C'est sur ce deuxième point que les avis divergent. En Suisse romande, aussi bien la Fédération des entreprises romandes que le secteur de la construction s'opposent à la suppression de ce double devoir d'annonce, estimant par ailleurs que la charge administrative n'est pas si élevée qu'on le prétend. En Suisse alémanique, les organisations professionnelles similaires ont fait part d'une réaction exactement inverse.

Sans nier l'objectif recherché par l'auteur de la motion, le Conseil fédéral est opposé à cette intervention parlementaire. Il préfère en effet modifier le règlement de l'AVS, comme il l'a dit en commission, en simplifiant l'annonce globale annuelle pour les entreprises.

Le travail des caisses de compensation serait certes accru par la mise à disposition des entreprises d'un formulaire facilité et déjà rempli.

De leur côté et en réagissant de manière un peu solitaire, certaines caisses de compensation estiment que la double annonce ne permet pas de lutter efficacement contre le travail au noir - cet argument a été avancé -, car les types d'employés potentiellement concernés ne sont souvent pas assujettis à l'assurance-vieillesse et survivants. Ces caisses de compensation, qui ne se sont d'ailleurs pas adressées à l'ensemble du Parlement mais à certains milieux, voient donc d'un bon oeil la motion Niederberger 14.3728. Il semblerait toutefois, d'après les débats en commission, que les caisses de compensation étaient en quelque sorte en retard d'une ou deux batailles - ce n'est pas un avis officiel, je le signale simplement par souci de transparence concernant nos débats.

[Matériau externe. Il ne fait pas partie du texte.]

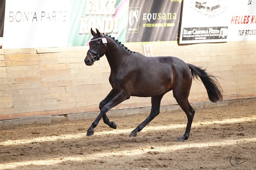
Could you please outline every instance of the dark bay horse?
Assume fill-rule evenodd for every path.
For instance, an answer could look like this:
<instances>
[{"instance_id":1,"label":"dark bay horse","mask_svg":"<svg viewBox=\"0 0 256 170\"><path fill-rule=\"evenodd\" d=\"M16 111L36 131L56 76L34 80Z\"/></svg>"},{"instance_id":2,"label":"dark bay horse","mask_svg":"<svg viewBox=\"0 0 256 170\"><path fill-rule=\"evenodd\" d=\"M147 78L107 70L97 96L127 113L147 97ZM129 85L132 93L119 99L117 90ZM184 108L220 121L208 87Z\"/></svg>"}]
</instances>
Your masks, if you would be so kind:
<instances>
[{"instance_id":1,"label":"dark bay horse","mask_svg":"<svg viewBox=\"0 0 256 170\"><path fill-rule=\"evenodd\" d=\"M100 112L87 130L87 136L93 134L93 129L101 118L105 123L116 129L116 123L109 121L106 113L131 96L151 97L149 115L129 135L136 136L137 132L159 114L163 96L172 90L173 97L188 118L185 133L178 138L182 142L188 138L195 113L188 99L192 79L200 78L211 101L222 100L222 89L218 81L205 69L174 57L146 57L131 51L114 37L96 31L91 29L93 37L89 43L90 49L84 62L86 65L92 65L105 55L111 70L109 81L112 89L100 103Z\"/></svg>"}]
</instances>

La motion Niederberger est véritablement "ballotée" - il n'y a pas d'autre terme - dans notre conseil. Dans un premier préavis à l'attention du conseil - vous vous en souvenez, mais je le dis aussi pour celles et ceux qui sont nouveaux -, la Commission de l'économie et des redevances s'est prononcée, par 17 voix contre 6 et aucune abstention, en faveur de la motion. C'est une motion d'ordre de Monsieur Pardini, qui avait été acceptée au Conseil national, qui avait mené au renvoi de l'objet en commission afin qu'il soit réexaminé sous toutes ses coutures, précisément parce que l'objectif de facilitation administrative n'était pas évident. Il y avait encore certaines zones d'ombre.

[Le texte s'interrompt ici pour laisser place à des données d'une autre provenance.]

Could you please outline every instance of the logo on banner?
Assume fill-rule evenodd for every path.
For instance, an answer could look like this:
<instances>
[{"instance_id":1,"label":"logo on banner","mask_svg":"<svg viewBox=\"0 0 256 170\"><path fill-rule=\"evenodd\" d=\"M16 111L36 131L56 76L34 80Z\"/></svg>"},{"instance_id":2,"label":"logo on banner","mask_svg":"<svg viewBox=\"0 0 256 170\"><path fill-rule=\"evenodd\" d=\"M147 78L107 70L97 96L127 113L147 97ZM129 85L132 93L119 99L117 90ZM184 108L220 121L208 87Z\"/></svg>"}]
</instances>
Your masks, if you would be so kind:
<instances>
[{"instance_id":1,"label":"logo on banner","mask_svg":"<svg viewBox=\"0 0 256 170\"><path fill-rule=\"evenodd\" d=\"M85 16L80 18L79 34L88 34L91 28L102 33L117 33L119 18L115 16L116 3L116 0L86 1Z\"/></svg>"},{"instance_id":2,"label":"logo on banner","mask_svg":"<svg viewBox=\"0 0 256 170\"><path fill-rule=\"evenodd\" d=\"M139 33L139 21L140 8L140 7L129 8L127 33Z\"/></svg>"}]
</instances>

Dans un deuxième temps, la Commission de l'économie et des redevances a été saisie de ces dilemmes, et les avis sur les différentes options furent partagés. Cela explique la courte majorité de 12 voix contre 10 et 2 abstentions en faveur du rejet de la motion. Cette décision a fait suite à l'engagement formel, et inscrit au procès-verbal, de Monsieur le conseiller fédéral Berset de procéder sans attendre aux travaux de révision du règlement AVS dans le sens de l'allègement recherché, mais sans risquer de générer des contre-effets négatifs non voulus.

De l'avis de la majorité de la commission, le rejet de la motion entraînera en réalité moins de travaux parlementaires, le règlement pouvant être révisé de manière assez rapide. De plus, ce sera bien sûr moins onéreux, parce que dès lors que l'on enclenche le processus parlementaire, cela donne lieu à des séances de commission, ce qui engendre des heures de travail et nécessite des employés. Surtout, ce sera plus rapide puisque l'on sait que les problèmes de la sous-enchère salariale et du travail au noir sont des thèmes d'actualité brûlants, en particulier à la suite de l'acceptation de l'initiative populaire "contre l'immigration de masse".

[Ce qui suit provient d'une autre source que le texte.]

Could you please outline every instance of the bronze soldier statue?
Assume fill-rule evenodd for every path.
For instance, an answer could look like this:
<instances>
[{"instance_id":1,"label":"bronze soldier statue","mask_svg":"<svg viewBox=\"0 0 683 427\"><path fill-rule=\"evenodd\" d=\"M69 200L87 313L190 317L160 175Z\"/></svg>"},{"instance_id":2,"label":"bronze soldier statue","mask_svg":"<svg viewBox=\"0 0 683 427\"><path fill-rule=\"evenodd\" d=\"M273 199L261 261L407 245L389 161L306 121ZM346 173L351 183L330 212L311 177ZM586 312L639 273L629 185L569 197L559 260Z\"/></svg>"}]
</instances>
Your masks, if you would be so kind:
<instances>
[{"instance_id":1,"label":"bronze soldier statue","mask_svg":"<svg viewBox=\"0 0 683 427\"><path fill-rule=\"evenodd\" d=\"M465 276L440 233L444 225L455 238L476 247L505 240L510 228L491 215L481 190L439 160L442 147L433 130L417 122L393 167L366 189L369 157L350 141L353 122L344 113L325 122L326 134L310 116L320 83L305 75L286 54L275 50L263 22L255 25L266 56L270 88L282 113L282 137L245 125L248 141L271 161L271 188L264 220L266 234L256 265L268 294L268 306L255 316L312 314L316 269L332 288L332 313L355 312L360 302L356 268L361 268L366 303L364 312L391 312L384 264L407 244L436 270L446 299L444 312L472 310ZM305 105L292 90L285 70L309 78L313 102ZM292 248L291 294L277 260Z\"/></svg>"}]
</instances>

Les défenseurs de la proposition de minorité Egloff estiment, au contraire, que l'acceptation de la motion ne remet pas en cause la lutte contre le travail au noir, étant d'avis que ce ne sont pas les mêmes dispositions légales qui entrent en ligne de compte.

En définitive, le vote sera serré, mais quel que soit le résultat, tout le monde - employeurs, employés, gauche ou droite, sans oublier bien sûr le centre - est d'accord sur le fait qu'il faut diminuer la charge administrative sans favoriser le travail au noir.

Etant donné que le Conseil fédéral s'est fermement engagé dans cette direction, la commission vous recommande, par 12 voix contre 10 et 2 abstentions - comme je l'ai mentionné tout à l'heure - de rejeter la motion Niederberger pour éviter d'inutiles et coûteux travaux parlementaires.